L’intervista sotto dettatura di Peng Shuai: “L’abuso sessuale? È stato solo un equivoco”
Le domande erano state passate al vaglio prima dell'intervista e durante la discussione c'era un funzionario del comitato olimpico cinese che traduceva le risposte di Peng Shuai. La stessa redazione dell'articolo doveva essere svolta seguendo una struttura precisa (anche quella "suggerita" in anticipo con la pubblicazione "testuale" dei commenti) e su certi argomenti, quali l'aggressione sessuale e le pressioni subite dalle autorità politiche, non ci sarebbe stata riflessione ulteriore rispetto alla risposte rese.
È in questo contesto di "libertà vigilata" che s'è svolto il servizio del quotidiano francese, L'Equipe: non una parola fuori posto, non una di più né di meno rispetto a quanto studiato.
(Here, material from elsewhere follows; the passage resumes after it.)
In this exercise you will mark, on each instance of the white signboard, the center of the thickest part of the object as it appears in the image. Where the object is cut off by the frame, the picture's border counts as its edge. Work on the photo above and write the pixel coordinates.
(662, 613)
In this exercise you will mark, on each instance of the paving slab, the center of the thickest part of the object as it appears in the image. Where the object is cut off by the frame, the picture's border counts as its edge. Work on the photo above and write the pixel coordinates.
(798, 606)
Più che un dialogo è stato un colloquio controllato e tanto basta per alimentare la convinzione che – nonostante la tennista abbia ritrattato quanto scritto sull'abuso sessuale subito dall'ex vice presidente, Zhang Gaoli – le sua versione dei fatti non sia veritiera e che l'abbia espressa sotto dettatura.
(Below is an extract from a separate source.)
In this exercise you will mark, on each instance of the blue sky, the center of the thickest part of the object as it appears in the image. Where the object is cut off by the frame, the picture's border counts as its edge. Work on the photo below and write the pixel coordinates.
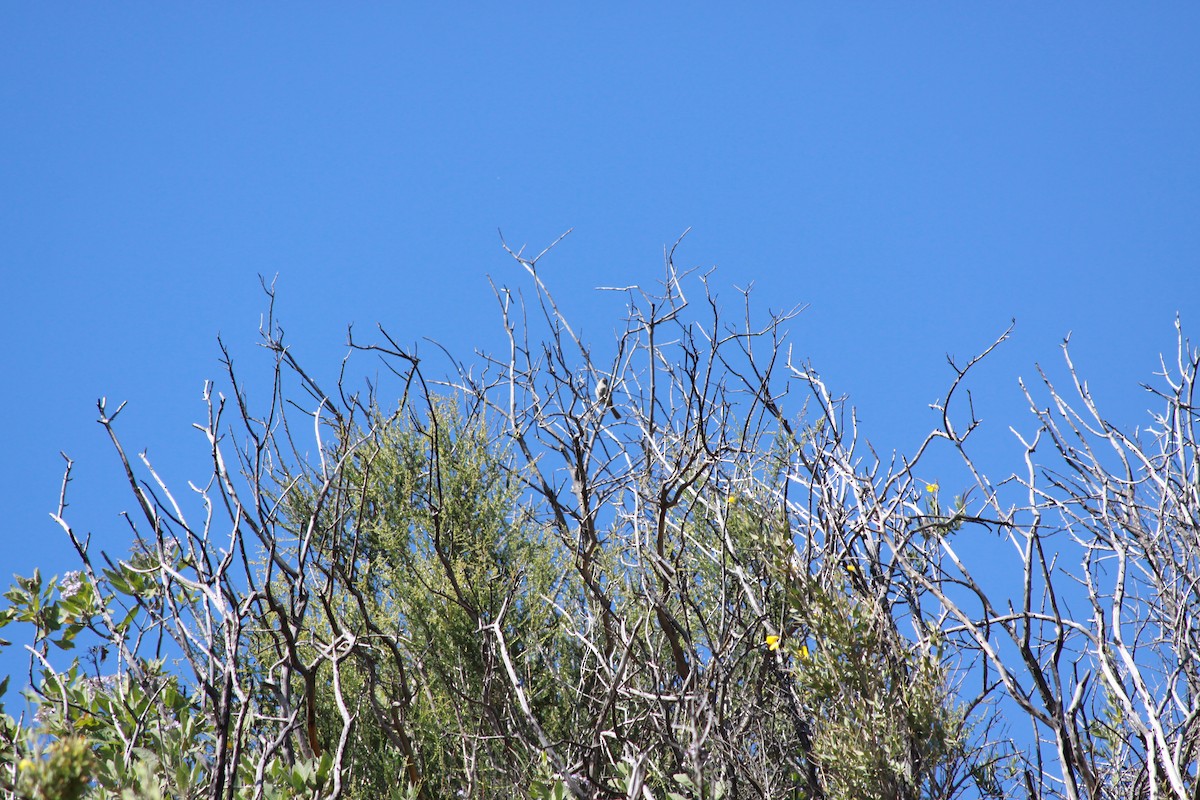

Peng Shuai sorrideva, indossava un top rosso con la scritta Cina sulla parte anteriore, parlava con apparente serenità: così è apparsa dal nulla la tennista che aveva rotto il muro di omertà, creato una crepa nella cortina autoritaria del Paese pubblicando sui social network Weibo lo sfogo e il racconto della violenza subita. Da quel momento su Peng Shuai è calata la damnatio memoriae: tutto è stato negato, smentito, omesso, cancellato e soprattutto controllato, gestito, organizzato almeno fino a quando non è tornata dall'oblio mostrandosi in foto e in immagini video artefatte, frutto di una realtà virtuale nella quale lo scandalo non era mai esistito.
Tanta preoccupazione per nulla. "Io scomparsa? No, tutti potevano vedermi". Le frasi di Peng Shuai sono scandite a memoria. È tenuta d'occhio, la traduzione è blindata. Ritratta ogni cosa: l'abuso non c'è mai stato, è stata lei a inviare messaggi di posta elettronica alla Wta (Women's Tennis Association) e sempre lei a cassare il post sui social media. Lo ha fatto – dice – volontariamente: "Perché volevo. E non ho mai detto che qualcuno mi ha costretto a subire un'aggressione sessuale".
Poco dopo l'altro passaggio cruciale nel quale smentisce se stessa ribaltando del tutto la narrazione della vicenda, le sue parole sono telegrafiche: "Quel post ha generato solo un enorme malinteso. Desidero solo che il mio pensiero non sia più distorto". Stop. Mai avuto problemi con le autorità cinesi? La replica è già scritta: "Emozioni, sport e politica sono tre cose chiaramente separate. I miei problemi romantici, la mia vita privata, non dovrebbero essere mescolati con lo sport e la politica". Stop. Alla domanda su com'è cambiata la sua vita dopo il post che ha suscitato molto clamore a livello internazionale Peng Shuai ha risposto in maniera disarmante: "È come dovrebbe essere? Niente di speciale". Stop. Non è mai successo niente. È stato solo frutto di un equivoco. Tutta colpa di una "matrice" fuori controllo nella tana del bianconiglio.